米国のB.オバマ大統領は1月27日、初の一般教書演説で「安全でクリーンな新世代の原子力発電所の建設を通じたクリーン・エネルギー雇用の創出促進」を強調するとともに、議会上院で難航している包括的気候変動対策(クリーン・エネルギー)法案審議可決に向けた超党派の努力を支援したいと明言した。先月の上院補欠選挙や昨年の2つの州知事選で共和党候補が当選するという逆風の中、オバマ政権の目玉政策の1つである同法案を成立させるため、原子力をその他の低炭素エネルギーと同等に扱う姿勢を明確に打ち出し、共和党の支持を求めているとの見方が有力だ。(3面に関連記事)

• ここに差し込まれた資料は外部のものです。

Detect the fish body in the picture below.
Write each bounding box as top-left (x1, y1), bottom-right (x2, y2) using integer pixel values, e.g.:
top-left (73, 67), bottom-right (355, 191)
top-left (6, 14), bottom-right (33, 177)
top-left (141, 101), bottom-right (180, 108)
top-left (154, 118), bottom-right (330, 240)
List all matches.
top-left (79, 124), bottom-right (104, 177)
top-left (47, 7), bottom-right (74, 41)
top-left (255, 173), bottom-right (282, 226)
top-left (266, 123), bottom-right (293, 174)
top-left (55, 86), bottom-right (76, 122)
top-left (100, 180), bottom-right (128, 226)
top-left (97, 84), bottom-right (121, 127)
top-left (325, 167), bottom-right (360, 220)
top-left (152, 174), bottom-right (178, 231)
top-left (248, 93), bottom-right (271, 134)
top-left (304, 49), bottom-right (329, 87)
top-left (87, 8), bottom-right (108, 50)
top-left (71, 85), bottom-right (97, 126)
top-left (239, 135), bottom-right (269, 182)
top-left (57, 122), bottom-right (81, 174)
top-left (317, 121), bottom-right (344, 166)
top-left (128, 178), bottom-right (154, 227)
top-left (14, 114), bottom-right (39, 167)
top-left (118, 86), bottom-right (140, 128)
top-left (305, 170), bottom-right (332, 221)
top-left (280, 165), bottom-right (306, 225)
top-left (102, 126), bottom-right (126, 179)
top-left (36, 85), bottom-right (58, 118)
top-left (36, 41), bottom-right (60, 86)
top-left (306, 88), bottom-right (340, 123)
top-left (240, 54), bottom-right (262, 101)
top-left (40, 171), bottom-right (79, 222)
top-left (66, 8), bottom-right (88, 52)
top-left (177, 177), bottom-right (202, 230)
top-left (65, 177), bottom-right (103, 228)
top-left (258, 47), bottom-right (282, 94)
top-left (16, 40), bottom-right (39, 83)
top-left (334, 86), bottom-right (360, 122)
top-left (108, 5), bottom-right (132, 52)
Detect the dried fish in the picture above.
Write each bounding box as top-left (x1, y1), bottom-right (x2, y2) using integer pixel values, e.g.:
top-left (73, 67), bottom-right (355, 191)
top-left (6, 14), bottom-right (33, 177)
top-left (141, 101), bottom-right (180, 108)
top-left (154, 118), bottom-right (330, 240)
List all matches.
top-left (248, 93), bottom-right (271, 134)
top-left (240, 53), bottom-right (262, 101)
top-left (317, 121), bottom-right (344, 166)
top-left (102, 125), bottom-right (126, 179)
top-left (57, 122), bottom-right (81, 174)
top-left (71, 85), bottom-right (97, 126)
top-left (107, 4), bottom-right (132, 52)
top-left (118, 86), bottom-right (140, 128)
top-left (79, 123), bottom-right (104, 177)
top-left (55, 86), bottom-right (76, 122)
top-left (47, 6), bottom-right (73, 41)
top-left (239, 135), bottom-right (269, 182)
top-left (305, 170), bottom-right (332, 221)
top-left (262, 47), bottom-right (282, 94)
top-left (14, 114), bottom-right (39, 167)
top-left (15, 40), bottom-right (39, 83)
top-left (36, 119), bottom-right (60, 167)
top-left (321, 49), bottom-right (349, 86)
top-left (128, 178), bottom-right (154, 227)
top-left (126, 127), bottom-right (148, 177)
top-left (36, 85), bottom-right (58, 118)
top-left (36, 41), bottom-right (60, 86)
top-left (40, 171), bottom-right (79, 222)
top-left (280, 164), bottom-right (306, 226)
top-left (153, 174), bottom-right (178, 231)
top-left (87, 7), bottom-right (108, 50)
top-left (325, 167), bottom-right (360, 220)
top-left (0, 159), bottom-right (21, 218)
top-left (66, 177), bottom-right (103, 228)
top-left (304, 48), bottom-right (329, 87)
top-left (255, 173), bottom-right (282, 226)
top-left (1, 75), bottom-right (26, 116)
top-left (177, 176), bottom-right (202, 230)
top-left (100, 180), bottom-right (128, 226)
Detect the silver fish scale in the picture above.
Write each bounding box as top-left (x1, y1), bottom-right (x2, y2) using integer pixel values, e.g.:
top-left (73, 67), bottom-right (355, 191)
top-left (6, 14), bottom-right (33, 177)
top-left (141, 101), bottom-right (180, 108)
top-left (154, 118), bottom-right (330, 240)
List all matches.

クリーン・エネルギー法案は、再生可能エネルギーを中心とするクリーン・エネルギーの開発促進やエネルギー効率化の推進により、地球温暖化防止と関連産業における大規模な雇用創出を目指したもの。CO等の具体的な削減手段として、エネルギー産業等に対する排出量の上限設定を含む排出量取引制度の導入や、再生可能エネルギーによる供給割合を2020年までに2割まで向上、などが盛り込まれている。原子力はこの中では概して肯定的な位置づけ。原子炉建設のための直接融資、信用状供与、融資保証といった金融支援が提案されていることから、原子力エネルギー協会(NEI)では同法案に賛成している。

下院では昨年6月に同法案が通過。その後、上院版・法案の審議が開始されたが、医療保険制度改革法案が優先審議されていることもあり、昨年12月のCOP15で温暖化防止問題に対する米国の決意を示すことはできなかった。また、共和党議員の多くは排出権購入コストや省エネ技術導入によるエネルギー企業の負担増への懸念から同法案には反対の立場。民主党議員の中にも石炭産業など選出州内の産業擁護のために反対意見の議員が存在し、審議は難航している。

上院では同法案を管轄する6つの委員会での審議が必要で、担当の環境・公共事業委員会ではすでに昨年11月に可決。その他の委員会が修正審議中だが、昨年6月にエネルギー・天然資源委員会が原子力推進策を盛り込んで可決した関連法案とのパッケージ法案で成立を目指す動きもある。

発足当時7割近かったオバマ政権の支持率は、ここ数か月で5割前後に低迷しており、1月にマサチューセッツ州で行われた上院補欠選挙では、伝統的に民主党が占めていた議席を共和党が奪取。発足1年目の信任投票での敗北はオバマ政権にとって大きな打撃であり、今後の法案審議の中で共和党の議事妨害を抑えるために必要な60議席を確保できなかった。また11月には、下院の全議席および上院議席の3分の1を改選する中間選挙が控えていることから、同法案の可決・成立には、反対議員との調整や妥協案の盛り込みなどの課題を早急にクリアする必要があると見られている。